Gelet op de organieke wet van 8 juli 1976 betreffende de openbare centra voor maatschappelijk welzijn, inzonderheid op artikel 60, 1, vierde lid, ingevoegd bij de wet van 15 juli 1996;
Gelet op het advies van de Inspectie van Financiën, gegeven op 6 januari 1997;
Gelet op de wetten op de Raad van State, gecoördineerd op 12 januari 1973, inzonderheid op artikel 84, eerste lid, 2°, ingevoegd bij de wet van 4 augustus 1996;
Gelet op de spoedeisendheid gemotiveerd door het feit dat onverwijld uitvoering moet gegeven worden aan de bepaling van artikel 60, 1, vierde lid, van de organieke wet van 8 juli 1976 betreffende de openbare centra voor maatschappelijk welzijn, ingevoegd door artikel 67 van de wet van 15 juli 1996 tot wijziging van de wet van 15 december 1980 betreffende de toegang tot het grondgebied, het verblijf, de vestiging en de verwijdering van vreemdelingen en van de organieke wet van 8 juli 1976 betreffende de openbare centra voor maatschappelijk welzijn. Dit artikel 67 is in werking getreden de tiende dag na die van de bekendmaking van het koninklijk besluit van 12 december 1996 in het Belgisch Staatsblad van 31 december 1996 (derde boekdeel);
Gelet op het advies van de Raad van State, gegeven op 30 januari 1997;
Op de voordracht van Onze Minister van Volksgezondheid en van Onze Staatssecretaris voor Maatschappelijke Integratie, Hebben Wij besloten en besluiten Wij :
Artikel 1.Het openbaar centrum voor maatschappelijk welzijn van de administratieve verblijfplaats van een asielzoeker kan overeenkomstig artikel 60, 1, vierde lid, van de organieke wet van 8 juli 1976 betreffende de openbare centra voor maatschappelijk welzijn het centrum van de werkelijke verblijfplaats van de betrokken asielzoeker verzoeken het sociaal onderzoek uit te voeren.

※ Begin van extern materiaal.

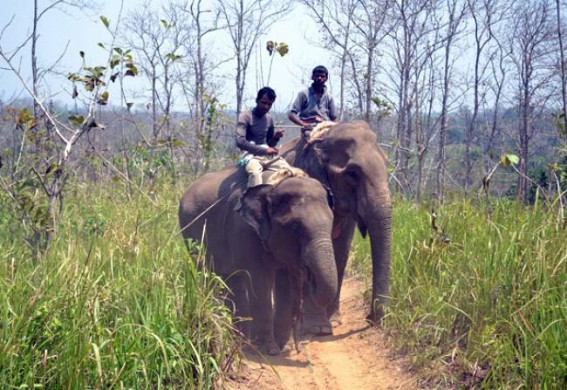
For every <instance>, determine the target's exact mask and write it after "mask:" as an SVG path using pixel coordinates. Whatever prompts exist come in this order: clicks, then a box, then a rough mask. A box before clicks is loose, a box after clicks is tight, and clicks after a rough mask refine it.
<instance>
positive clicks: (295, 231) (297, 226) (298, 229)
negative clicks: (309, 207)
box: [290, 221, 301, 233]
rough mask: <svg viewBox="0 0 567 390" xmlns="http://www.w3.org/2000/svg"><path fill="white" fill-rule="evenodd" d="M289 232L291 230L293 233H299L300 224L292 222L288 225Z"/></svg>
mask: <svg viewBox="0 0 567 390" xmlns="http://www.w3.org/2000/svg"><path fill="white" fill-rule="evenodd" d="M290 228H291V230H293V231H294V232H295V233H301V224H300V223H299V222H297V221H295V222H292V223H291V225H290Z"/></svg>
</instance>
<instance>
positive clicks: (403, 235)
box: [352, 200, 567, 389]
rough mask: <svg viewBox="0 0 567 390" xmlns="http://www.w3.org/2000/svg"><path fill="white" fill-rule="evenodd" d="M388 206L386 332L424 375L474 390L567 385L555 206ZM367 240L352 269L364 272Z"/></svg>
mask: <svg viewBox="0 0 567 390" xmlns="http://www.w3.org/2000/svg"><path fill="white" fill-rule="evenodd" d="M430 210H431V209H430V208H428V207H426V206H423V207H420V206H416V205H413V204H410V203H407V202H402V201H398V202H396V204H395V208H394V222H393V234H394V240H393V248H392V249H393V250H392V254H393V258H392V270H391V276H392V283H391V289H390V295H391V298H390V303H389V308H388V310H387V317H386V319H385V321H384V329H385V330H386V332H387V333H388V334H389V335H390V336H391V338H392V343H393V345H394V346H395V347H396V348H397V349H398V351H400V352H403V353H406V354H408V355H409V356H410V357H411V360H412V363H413V364H414V366H415V367H416V368H418V369H421V372H422V375H423V376H424V377H429V378H428V379H433V380H435V381H436V383H440V384H444V385H449V386H455V385H458V386H464V387H472V388H486V389H495V388H512V389H518V388H524V389H535V388H541V389H562V388H566V387H567V379H566V378H567V298H566V297H567V295H566V292H567V272H566V271H567V229H566V227H565V225H564V221H559V220H558V217H557V215H556V213H555V210H554V209H552V208H549V209H546V208H544V207H543V205H541V204H537V205H535V206H533V207H522V206H518V205H517V204H516V203H512V202H509V201H498V200H493V201H492V203H490V204H487V203H484V202H480V203H479V202H476V203H471V202H468V201H455V202H453V203H450V204H447V205H445V206H443V208H442V209H438V210H436V214H437V217H438V218H437V225H438V226H440V227H442V229H443V230H444V233H445V234H446V235H447V236H448V237H449V238H450V242H446V240H444V239H443V238H444V236H443V237H442V236H441V235H440V232H434V231H433V229H432V227H431V222H430ZM368 245H369V244H368V241H367V240H362V239H361V238H360V237H358V238H356V239H355V248H356V251H355V253H354V259H353V260H354V261H353V262H352V269H353V270H354V271H355V272H357V273H358V274H360V275H363V277H364V278H365V279H366V282H367V285H368V283H369V280H368V278H369V277H370V274H371V271H370V269H371V266H370V255H369V253H370V252H369V247H368Z"/></svg>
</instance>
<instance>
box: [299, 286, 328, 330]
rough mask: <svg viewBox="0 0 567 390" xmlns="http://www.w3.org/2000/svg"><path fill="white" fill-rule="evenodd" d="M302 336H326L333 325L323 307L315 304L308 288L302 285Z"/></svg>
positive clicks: (326, 312)
mask: <svg viewBox="0 0 567 390" xmlns="http://www.w3.org/2000/svg"><path fill="white" fill-rule="evenodd" d="M300 334H301V335H302V336H327V335H331V334H333V326H332V324H331V322H330V321H329V318H328V316H327V310H326V308H324V307H319V306H317V305H316V304H315V303H314V302H313V299H312V298H311V297H310V296H309V289H308V287H307V285H306V284H304V285H303V315H302V320H301V324H300Z"/></svg>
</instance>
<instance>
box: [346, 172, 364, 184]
mask: <svg viewBox="0 0 567 390" xmlns="http://www.w3.org/2000/svg"><path fill="white" fill-rule="evenodd" d="M345 176H346V178H347V180H348V181H350V182H352V184H357V183H358V181H359V180H360V174H359V173H358V171H357V170H356V169H347V171H346V172H345Z"/></svg>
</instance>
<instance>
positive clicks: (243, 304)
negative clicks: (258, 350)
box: [223, 274, 250, 339]
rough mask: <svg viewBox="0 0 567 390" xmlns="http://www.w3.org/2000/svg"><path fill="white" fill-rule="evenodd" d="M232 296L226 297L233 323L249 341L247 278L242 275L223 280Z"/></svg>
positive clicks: (242, 334) (229, 294)
mask: <svg viewBox="0 0 567 390" xmlns="http://www.w3.org/2000/svg"><path fill="white" fill-rule="evenodd" d="M223 279H224V280H225V281H226V284H227V287H228V288H229V290H230V291H231V294H229V295H228V296H226V297H225V305H226V306H227V307H229V308H230V309H231V310H232V313H233V316H232V318H233V322H234V325H235V326H236V328H237V329H238V330H239V331H240V332H241V333H242V335H243V336H244V337H246V338H247V339H249V338H250V321H249V320H247V318H250V306H249V304H248V289H247V286H246V280H245V277H243V276H241V275H238V274H237V275H231V276H230V277H228V278H223Z"/></svg>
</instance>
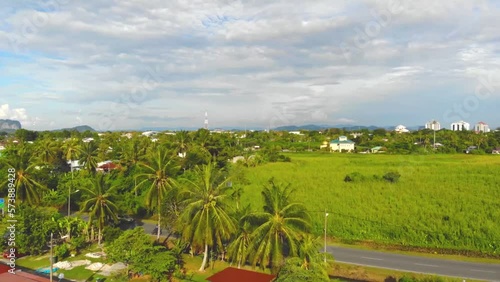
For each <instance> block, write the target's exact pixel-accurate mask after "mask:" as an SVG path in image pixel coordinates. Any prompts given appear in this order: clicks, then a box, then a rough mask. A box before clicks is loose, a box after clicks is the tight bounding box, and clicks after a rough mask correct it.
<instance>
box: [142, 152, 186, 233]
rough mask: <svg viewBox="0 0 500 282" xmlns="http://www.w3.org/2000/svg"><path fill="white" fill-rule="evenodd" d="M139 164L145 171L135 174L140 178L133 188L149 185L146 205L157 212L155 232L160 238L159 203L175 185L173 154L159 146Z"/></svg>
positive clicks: (159, 219) (175, 166) (176, 165)
mask: <svg viewBox="0 0 500 282" xmlns="http://www.w3.org/2000/svg"><path fill="white" fill-rule="evenodd" d="M139 165H140V166H141V167H142V168H143V169H144V171H145V172H143V173H140V174H139V175H137V178H138V179H142V180H141V181H140V182H139V183H138V184H137V185H136V187H135V190H137V189H138V188H139V187H141V186H142V185H149V189H148V191H147V194H146V206H147V207H148V208H150V209H156V212H157V214H158V233H157V234H156V240H160V231H161V211H162V206H161V203H162V202H163V200H164V199H165V196H166V195H167V193H168V192H169V190H171V189H172V188H173V187H174V186H176V185H177V184H176V182H175V180H174V178H173V176H174V175H175V174H176V172H177V170H178V166H177V165H176V163H175V161H174V158H173V156H172V155H171V154H170V153H169V152H167V151H166V150H164V149H161V148H160V149H158V150H157V151H156V152H155V153H153V154H151V155H150V156H149V158H148V159H147V160H146V161H145V162H141V163H140V164H139Z"/></svg>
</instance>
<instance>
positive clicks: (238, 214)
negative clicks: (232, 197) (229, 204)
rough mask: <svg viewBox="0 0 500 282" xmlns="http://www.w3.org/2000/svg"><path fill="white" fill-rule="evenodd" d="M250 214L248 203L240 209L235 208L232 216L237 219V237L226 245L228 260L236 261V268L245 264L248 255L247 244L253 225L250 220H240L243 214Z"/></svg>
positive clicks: (248, 241)
mask: <svg viewBox="0 0 500 282" xmlns="http://www.w3.org/2000/svg"><path fill="white" fill-rule="evenodd" d="M249 214H250V205H247V206H245V207H244V208H242V209H237V210H236V214H235V216H234V218H236V219H238V220H239V225H238V231H237V237H236V238H234V240H232V241H231V244H229V247H228V250H227V252H228V256H229V261H231V262H237V263H238V268H240V267H241V265H242V264H245V262H246V258H247V256H248V251H249V249H248V246H249V245H250V235H251V234H252V231H253V226H252V225H251V224H250V222H248V221H245V220H242V219H243V218H244V217H245V216H247V215H249Z"/></svg>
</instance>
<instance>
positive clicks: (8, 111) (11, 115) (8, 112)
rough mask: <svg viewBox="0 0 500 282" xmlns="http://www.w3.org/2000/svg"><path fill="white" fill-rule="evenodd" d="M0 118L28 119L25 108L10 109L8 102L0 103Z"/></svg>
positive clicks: (6, 118) (10, 118)
mask: <svg viewBox="0 0 500 282" xmlns="http://www.w3.org/2000/svg"><path fill="white" fill-rule="evenodd" d="M0 118H1V119H12V120H18V121H20V122H23V121H26V120H28V115H27V114H26V109H24V108H15V109H11V108H10V106H9V104H3V105H0Z"/></svg>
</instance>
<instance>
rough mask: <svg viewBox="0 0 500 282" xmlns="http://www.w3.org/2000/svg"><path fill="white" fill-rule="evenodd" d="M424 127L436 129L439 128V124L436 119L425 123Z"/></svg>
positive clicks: (425, 127) (437, 129) (435, 129)
mask: <svg viewBox="0 0 500 282" xmlns="http://www.w3.org/2000/svg"><path fill="white" fill-rule="evenodd" d="M425 128H427V129H431V130H436V131H437V130H441V124H440V123H439V122H438V121H437V120H432V121H429V122H428V123H426V124H425Z"/></svg>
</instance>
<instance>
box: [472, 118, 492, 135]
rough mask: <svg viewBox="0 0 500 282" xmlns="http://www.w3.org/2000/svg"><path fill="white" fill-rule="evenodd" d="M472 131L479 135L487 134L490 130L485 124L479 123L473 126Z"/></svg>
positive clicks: (483, 123) (489, 128)
mask: <svg viewBox="0 0 500 282" xmlns="http://www.w3.org/2000/svg"><path fill="white" fill-rule="evenodd" d="M474 131H475V132H476V133H479V132H482V133H488V132H490V131H491V130H490V127H489V126H488V125H487V124H486V123H484V122H482V121H480V122H478V123H477V124H476V126H474Z"/></svg>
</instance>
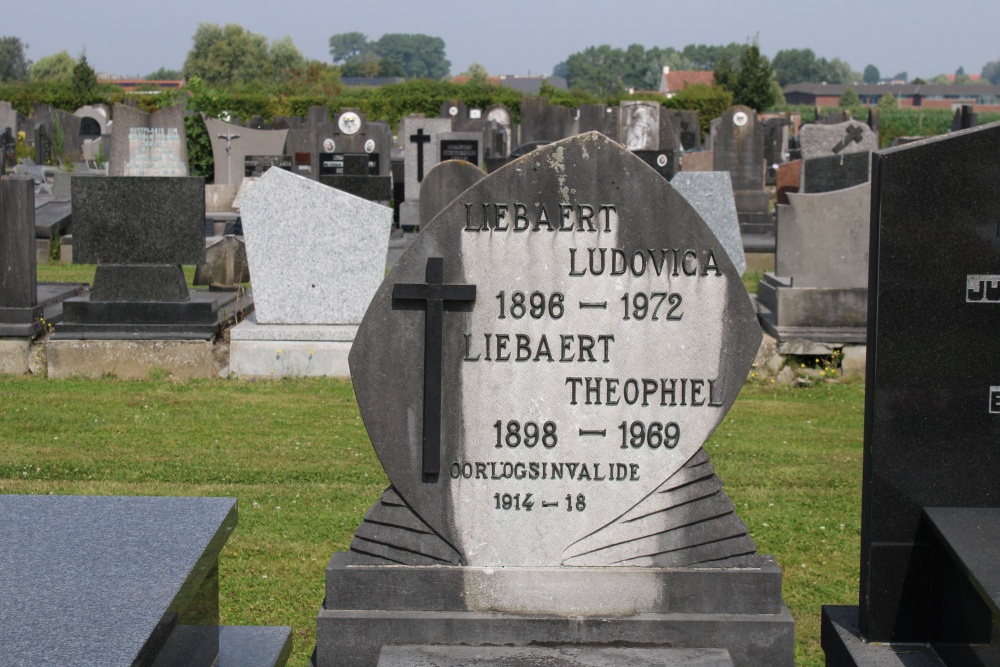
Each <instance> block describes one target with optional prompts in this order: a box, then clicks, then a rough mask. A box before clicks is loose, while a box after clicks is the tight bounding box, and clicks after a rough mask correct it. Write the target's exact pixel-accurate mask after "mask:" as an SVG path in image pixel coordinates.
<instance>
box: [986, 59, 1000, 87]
mask: <svg viewBox="0 0 1000 667" xmlns="http://www.w3.org/2000/svg"><path fill="white" fill-rule="evenodd" d="M982 77H983V78H984V79H986V80H987V81H989V82H990V83H992V84H993V85H994V86H998V85H1000V58H998V59H997V60H991V61H990V62H988V63H986V64H985V65H983V73H982Z"/></svg>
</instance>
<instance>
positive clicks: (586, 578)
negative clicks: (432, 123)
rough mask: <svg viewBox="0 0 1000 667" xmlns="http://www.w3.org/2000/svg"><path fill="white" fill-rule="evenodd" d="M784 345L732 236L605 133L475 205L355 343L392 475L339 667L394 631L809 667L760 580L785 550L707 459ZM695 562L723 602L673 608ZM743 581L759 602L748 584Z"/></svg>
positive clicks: (425, 233)
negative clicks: (656, 647) (759, 321)
mask: <svg viewBox="0 0 1000 667" xmlns="http://www.w3.org/2000/svg"><path fill="white" fill-rule="evenodd" d="M760 340H761V334H760V328H759V326H758V325H757V323H756V317H755V313H754V309H753V306H752V304H751V303H750V300H749V298H748V297H747V294H746V290H745V289H744V287H743V284H742V281H741V279H740V276H739V274H738V273H737V272H736V269H735V267H734V266H733V264H732V262H731V261H730V259H729V257H728V255H727V253H726V250H725V249H724V247H723V246H722V244H721V243H720V242H719V240H718V238H717V237H716V236H715V235H714V234H713V233H712V231H711V230H710V229H709V227H708V226H707V225H706V224H705V222H704V221H703V220H702V219H701V218H700V217H699V215H698V214H697V212H696V211H695V209H694V208H692V206H691V205H690V204H689V203H688V202H687V201H686V200H685V199H684V198H683V197H682V196H681V195H680V194H679V193H678V192H677V191H675V190H674V189H673V188H672V187H671V186H670V185H669V183H668V182H667V181H665V180H664V179H663V178H661V177H660V176H659V175H657V174H656V173H655V172H653V171H651V170H650V169H648V168H647V167H646V165H644V164H643V163H642V161H641V160H640V159H639V158H637V157H636V156H635V155H633V154H632V153H630V152H629V151H627V150H626V149H625V148H624V147H623V146H622V145H621V144H619V143H617V142H615V141H612V140H610V139H608V138H607V137H605V136H603V135H601V134H599V133H596V132H592V133H588V134H586V135H580V136H576V137H572V138H570V139H566V140H564V141H560V142H556V143H553V144H550V145H547V146H542V147H540V148H538V149H536V150H535V151H534V152H532V153H530V154H529V155H527V156H525V157H524V158H522V159H520V160H518V161H515V162H513V163H511V164H510V165H508V166H506V167H504V168H502V169H500V170H498V171H497V172H495V173H494V174H491V175H489V176H487V177H486V178H484V179H483V180H481V181H479V182H478V183H476V184H475V185H473V186H472V187H471V188H469V189H468V190H467V191H465V192H464V193H462V194H461V195H460V196H459V197H458V198H457V199H456V200H455V201H453V202H452V203H451V204H449V205H448V206H447V207H446V208H445V209H444V210H443V211H442V212H441V213H440V214H439V215H438V216H436V217H435V218H434V220H432V221H431V222H430V224H428V225H427V226H426V227H425V228H423V229H422V230H421V232H420V234H419V235H417V237H416V238H415V240H414V241H413V243H412V244H411V245H410V247H409V248H408V250H407V251H406V253H405V254H404V255H403V256H402V257H401V258H400V259H399V261H398V262H397V263H396V264H395V266H394V267H393V269H392V270H391V271H390V273H389V275H388V276H386V278H385V280H384V281H383V282H382V284H381V285H380V286H379V288H378V290H377V291H376V293H375V296H374V297H373V299H372V301H371V305H370V306H369V308H368V311H367V312H366V314H365V318H364V320H363V321H362V323H361V327H360V329H359V332H358V335H357V337H356V339H355V341H354V347H353V349H352V352H351V357H350V362H351V377H352V381H353V383H354V387H355V391H356V395H357V399H358V404H359V407H360V409H361V414H362V417H363V418H364V421H365V426H366V428H367V430H368V434H369V436H370V438H371V441H372V444H373V446H374V447H375V450H376V452H377V453H378V456H379V459H380V461H381V463H382V465H383V467H384V468H385V470H386V472H387V474H388V477H389V480H390V481H391V484H392V486H391V487H390V488H389V489H388V490H387V491H386V492H385V493H384V494H383V496H382V498H381V500H380V501H379V502H378V503H377V504H376V505H375V506H373V507H372V508H371V509H370V510H369V512H368V514H367V515H366V519H365V522H364V523H363V524H362V525H361V526H360V527H359V528H358V530H357V531H356V532H355V537H354V541H353V542H352V546H351V551H350V552H349V553H347V554H338V555H335V557H334V559H333V560H332V561H331V565H330V568H329V569H328V578H327V595H326V601H327V602H326V608H325V609H324V610H322V611H321V612H320V616H319V620H318V628H317V665H319V666H320V667H323V666H325V665H332V664H343V662H344V656H350V657H349V659H348V660H347V661H346V662H348V663H349V664H357V665H374V664H376V662H377V661H378V653H379V650H380V649H381V647H382V645H384V644H412V643H418V644H456V643H461V644H464V645H466V646H481V645H483V644H493V645H496V644H503V645H507V646H526V645H531V644H540V643H545V642H548V643H552V644H557V645H573V644H577V646H578V647H579V645H580V644H585V645H586V646H583V647H581V648H585V649H586V648H593V647H594V645H595V644H602V643H610V642H613V641H635V640H634V639H633V638H635V637H638V636H643V637H645V638H646V641H649V642H650V643H651V644H652V647H653V648H656V647H660V648H667V647H671V648H690V647H698V648H721V649H726V650H728V651H729V653H730V654H731V655H732V656H733V660H734V664H774V665H791V664H792V659H793V656H792V635H791V621H790V617H789V616H788V615H787V611H785V610H784V606H783V604H782V602H781V601H780V597H779V596H778V595H776V593H777V589H776V588H775V589H772V592H771V593H764V592H763V591H762V589H761V588H759V587H758V584H757V583H754V582H762V581H763V580H764V579H763V578H762V577H765V576H772V577H773V575H774V574H776V569H769V568H774V566H773V561H770V560H769V559H767V557H762V556H758V555H756V554H755V551H756V547H755V545H754V543H753V540H752V539H751V538H750V537H749V535H748V534H747V531H746V527H745V525H743V524H742V521H740V520H739V519H738V518H737V516H736V515H735V513H734V508H733V505H732V502H731V501H729V499H728V498H727V497H726V496H725V494H724V493H723V492H722V490H721V483H720V482H718V481H717V479H716V478H715V476H714V474H713V473H711V472H708V470H707V469H705V468H702V466H706V465H710V463H709V461H708V457H707V454H706V453H705V452H704V450H703V449H702V444H703V443H704V441H705V439H706V438H707V437H708V436H709V434H711V432H712V430H713V429H714V428H715V427H716V426H717V425H718V424H719V423H720V421H721V420H722V419H723V417H724V415H725V414H726V411H727V409H728V408H729V407H730V406H731V405H732V403H733V401H734V400H735V398H736V394H737V393H738V392H739V390H740V388H741V387H742V385H743V382H744V380H745V378H746V375H747V372H748V370H749V368H750V364H751V362H752V360H753V358H754V355H755V354H756V352H757V348H758V345H759V343H760ZM696 469H698V470H697V471H696ZM702 473H704V474H702ZM682 498H683V500H682ZM688 501H690V502H688ZM693 524H697V527H696V528H693V527H692V525H693ZM722 561H724V562H722ZM694 564H700V565H699V567H698V568H697V569H692V570H687V571H685V570H684V566H687V565H694ZM672 568H677V569H672ZM742 568H745V569H742ZM765 569H768V571H769V573H770V574H768V575H765V572H764V570H765ZM685 572H687V573H690V574H692V575H693V576H696V577H698V578H699V581H698V583H697V584H695V583H693V582H692V585H693V586H695V587H696V588H697V590H698V591H699V592H698V594H697V595H693V596H692V597H691V598H690V599H689V600H688V601H686V602H682V601H680V599H679V598H674V601H668V600H667V599H666V598H667V597H670V596H665V595H664V593H665V592H666V591H668V590H674V589H673V587H672V585H671V584H670V582H669V581H668V579H670V578H671V577H673V576H677V575H678V574H680V575H681V576H683V574H684V573H685ZM736 573H740V575H741V576H742V575H745V576H746V577H747V580H746V584H747V585H748V588H747V589H744V590H746V591H749V590H750V589H754V592H753V593H748V594H747V595H743V594H740V595H737V596H735V597H734V596H733V595H731V591H732V590H733V589H728V590H729V591H730V594H722V592H721V590H720V588H719V586H720V584H721V582H723V581H732V580H731V579H727V577H730V576H733V575H736ZM494 575H496V576H494ZM640 581H642V582H643V583H641V584H640V583H639V582H640ZM769 581H770V582H771V584H772V585H773V584H775V583H777V581H776V579H774V578H771V579H769ZM404 589H405V590H404ZM388 590H392V591H393V599H392V601H391V602H390V600H389V599H388V598H387V597H386V596H384V595H382V594H381V593H378V592H376V593H374V594H373V591H388ZM362 591H365V594H364V596H363V597H360V596H361V593H362ZM430 591H437V592H438V593H435V594H433V595H429V594H428V593H429V592H430ZM584 591H586V594H585V595H583V594H581V593H583V592H584ZM598 591H599V592H598ZM397 592H398V594H397ZM680 597H686V596H680ZM695 598H696V599H697V600H698V601H697V602H696V603H694V604H689V603H690V602H693V601H694V599H695ZM737 598H739V601H737ZM744 604H745V605H746V606H745V607H743V606H742V605H744ZM702 605H703V606H702ZM695 607H697V608H698V609H699V612H695ZM737 608H741V610H740V611H737ZM727 610H728V611H727ZM441 612H446V613H441ZM702 612H703V613H702ZM659 614H665V615H667V616H669V618H670V620H669V621H665V620H663V619H662V618H661V617H660V616H658V615H659ZM733 614H736V615H738V616H739V617H740V618H741V619H747V620H749V619H750V618H752V619H753V622H752V623H753V626H754V628H755V630H754V631H753V632H746V631H743V630H741V629H739V628H738V627H737V625H736V624H733V620H734V616H733ZM647 616H648V617H650V618H649V620H650V621H652V622H651V623H650V624H648V625H645V624H644V621H642V620H640V619H643V618H645V617H647ZM652 617H656V620H654V619H653V618H652ZM663 618H665V617H663ZM708 619H712V620H711V621H709V620H708ZM706 621H707V622H708V624H709V625H712V627H713V628H715V629H714V630H712V631H709V630H708V629H707V626H706V625H700V626H697V627H696V624H699V623H705V622H706ZM740 623H742V621H740ZM716 624H718V625H716ZM640 625H642V626H643V627H642V628H641V629H640V627H639V626H640ZM710 635H711V636H710ZM414 639H417V641H413V640H414ZM338 661H339V663H338Z"/></svg>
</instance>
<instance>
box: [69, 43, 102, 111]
mask: <svg viewBox="0 0 1000 667" xmlns="http://www.w3.org/2000/svg"><path fill="white" fill-rule="evenodd" d="M72 87H73V97H74V98H76V103H77V105H78V106H83V105H84V104H90V103H91V102H93V101H96V100H95V99H94V93H95V91H96V89H97V74H96V73H95V72H94V68H93V67H91V66H90V63H88V62H87V54H86V53H81V54H80V60H79V62H77V63H76V66H74V67H73V81H72Z"/></svg>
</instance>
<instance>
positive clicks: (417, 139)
mask: <svg viewBox="0 0 1000 667" xmlns="http://www.w3.org/2000/svg"><path fill="white" fill-rule="evenodd" d="M430 140H431V135H429V134H424V128H422V127H421V128H418V129H417V133H416V134H411V135H410V143H411V144H416V145H417V183H420V182H421V181H423V180H424V144H426V143H429V142H430Z"/></svg>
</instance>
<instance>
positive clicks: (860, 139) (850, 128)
mask: <svg viewBox="0 0 1000 667" xmlns="http://www.w3.org/2000/svg"><path fill="white" fill-rule="evenodd" d="M864 136H865V134H864V130H862V129H861V126H860V125H848V126H847V134H845V135H844V138H843V139H841V140H840V143H839V144H837V145H836V146H834V147H833V152H834V154H836V153H839V152H840V151H842V150H844V149H845V148H847V147H848V146H849V145H850V144H852V143H854V142H855V141H856V142H858V143H859V144H860V143H861V140H862V139H864Z"/></svg>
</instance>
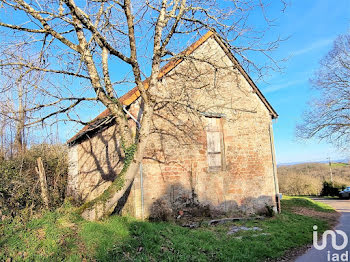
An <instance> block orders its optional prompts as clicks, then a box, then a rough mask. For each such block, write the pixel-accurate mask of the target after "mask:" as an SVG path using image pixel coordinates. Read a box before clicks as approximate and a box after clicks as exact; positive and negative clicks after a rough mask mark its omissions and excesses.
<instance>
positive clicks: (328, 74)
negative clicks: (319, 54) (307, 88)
mask: <svg viewBox="0 0 350 262" xmlns="http://www.w3.org/2000/svg"><path fill="white" fill-rule="evenodd" d="M311 82H312V84H313V86H314V87H315V89H316V90H317V91H318V94H317V97H316V98H313V99H312V100H311V101H310V103H309V108H308V110H307V111H306V112H305V115H304V122H303V123H302V124H300V125H298V126H297V134H298V135H299V137H302V138H306V139H309V138H312V137H317V138H319V139H321V140H322V139H325V140H327V141H329V142H331V143H333V144H334V145H336V146H337V147H339V148H341V149H348V147H349V142H350V35H349V34H346V35H340V36H339V37H338V38H337V39H336V40H335V41H334V44H333V47H332V49H331V50H330V51H329V53H328V54H327V55H326V56H325V57H324V58H323V59H322V60H321V61H320V68H319V70H318V71H317V73H316V74H315V77H314V78H313V79H312V80H311Z"/></svg>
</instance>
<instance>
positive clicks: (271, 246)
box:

De aanvraag voor het sociaal onderzoek uitgaande van het bevoegd openbaar centrum voor maatschappelijk welzijn wordt gericht tot de voorzitter van het openbaar centrum van de werkelijke verblijfplaats van betrokkene. De aanvraag vermeldt de datum waarop de asielzoeker zich moet aanbieden bij het centrum van de werkelijke verblijfplaats.
Van deze datum wordt de asielzoeker eveneens door het verzoekend centrum in kennis gesteld.
Art. 2.Het onderzoek dient, op basis van een huisbezoek, minimaal volgende gegevens te omvatten : de werkelijke verblijfs- en woonsituatie, de feitelijke gezinssamenstelling, de bestaansmiddelen en alle andere elementen die nodig zijn om de aard en, zo nodig, het bedrag van de steun te bepalen.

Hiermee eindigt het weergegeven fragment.